Die Forderungen und Sonstigen Vermögensgegenstände ergeben sich aus der Bilanz und enthalten:

Forderungen gegenüber Gesellschaftern (§ 42 Abs. 3 GmbHG):
bestehen nicht.

Forderungen gegenüber verbundenen Unternehmen (§ 271 HGB) liegen nicht vor.

Forderungen gegenüber Unternehmen, mit denen ein Beteiligungsverhältnis besteht (§ 271 HGB), liegen nicht vor.


PASSIVA

Unter der Position Gezeichnetes Kapital sind die Stammeinlagen der Gesellschafter ausgewiesen:

Herr Knut Köhne, mit einer Einlage in Höhe von EUR 12.500,00
Herr Andreas Aue, mit einer Einlage in Höhe von EUR  12.500,00
Davon sind ausstehend (und nicht eingefordert) : EUR 6.250,00

Die Verbindlichkeiten ergeben sich aus der Bilanz und enthalten:

Verbindlichkeiten gegenüber Gesellschaftern (§ 42 Abs. 3 GmbHG):
bestehen in Höhe von insgesamt EUR 37.058,15.

Pensionsrückstellungen sind darin keine enthalten.

Verbindlichkeiten gegenüber verbundenen Unternehmen (§ 271 HGB) liegen nicht vor.

Verbindlichkeiten gegenüber Unternehmen, mit denen ein Beteiligungsverhältnis besteht (§ 271 HGB), liegen nicht vor.

Die Verbindlichkeiten aus Lieferungen und Leistungen sind durch eine Kreditorenliste zum Bilanzstichtag nachgewiesen..

Die Verbindlichkeiten aus Lieferungen und Leistungen sind im branchenüblichen Umfang durch Eigentumsvorbehalt gesichert..

Verbindlichkeiten mit einer Laufzeit von mehr als 5 Jahren (§ 285 Abs. 1 a) HGB):
bestehen keine.


Sonstige Angaben

Eventualverbindlichkeiten im Sinne des § 268 Abs. 7 HGB bestehen nicht.

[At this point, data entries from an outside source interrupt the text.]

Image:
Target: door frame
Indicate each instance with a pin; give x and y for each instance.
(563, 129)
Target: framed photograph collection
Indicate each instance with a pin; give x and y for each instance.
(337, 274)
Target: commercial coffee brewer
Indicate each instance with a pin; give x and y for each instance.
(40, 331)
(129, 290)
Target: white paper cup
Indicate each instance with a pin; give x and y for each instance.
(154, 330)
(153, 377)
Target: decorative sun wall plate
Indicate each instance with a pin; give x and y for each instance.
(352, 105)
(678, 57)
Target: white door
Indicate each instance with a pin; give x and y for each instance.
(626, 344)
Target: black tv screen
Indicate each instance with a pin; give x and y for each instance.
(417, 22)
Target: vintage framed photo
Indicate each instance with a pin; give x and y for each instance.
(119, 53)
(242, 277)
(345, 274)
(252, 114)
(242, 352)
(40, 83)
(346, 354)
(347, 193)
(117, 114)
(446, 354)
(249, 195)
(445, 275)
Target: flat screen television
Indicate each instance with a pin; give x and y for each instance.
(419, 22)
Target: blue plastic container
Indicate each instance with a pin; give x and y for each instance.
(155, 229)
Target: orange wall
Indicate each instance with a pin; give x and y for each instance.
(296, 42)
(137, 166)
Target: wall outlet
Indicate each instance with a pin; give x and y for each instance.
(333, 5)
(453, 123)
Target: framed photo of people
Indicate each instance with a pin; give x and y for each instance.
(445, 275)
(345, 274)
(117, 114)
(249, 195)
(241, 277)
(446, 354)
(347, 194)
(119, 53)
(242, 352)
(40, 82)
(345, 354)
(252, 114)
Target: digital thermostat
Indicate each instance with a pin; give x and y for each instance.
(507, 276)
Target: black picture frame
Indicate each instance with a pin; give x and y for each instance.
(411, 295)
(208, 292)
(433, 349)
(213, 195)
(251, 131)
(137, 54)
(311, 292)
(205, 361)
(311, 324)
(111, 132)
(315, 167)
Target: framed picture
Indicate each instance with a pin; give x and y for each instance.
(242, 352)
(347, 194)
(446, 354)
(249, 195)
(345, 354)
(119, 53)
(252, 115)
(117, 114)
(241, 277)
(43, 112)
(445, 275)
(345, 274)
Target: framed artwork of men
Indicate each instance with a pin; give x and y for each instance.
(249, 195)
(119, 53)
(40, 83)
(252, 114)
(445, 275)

Nicht passivierte Pensionsverpflichtungen bestehen nicht (Art. 28 Abs. 2 EGHGB).

sonstige Berichtsbestandteile


Angaben zur Feststellung:
Der Jahresabschluss wurde zur Wahrung der gesetzlich vorgeschriebenen Offenlegungsfrist vor der Feststellung offengelegt.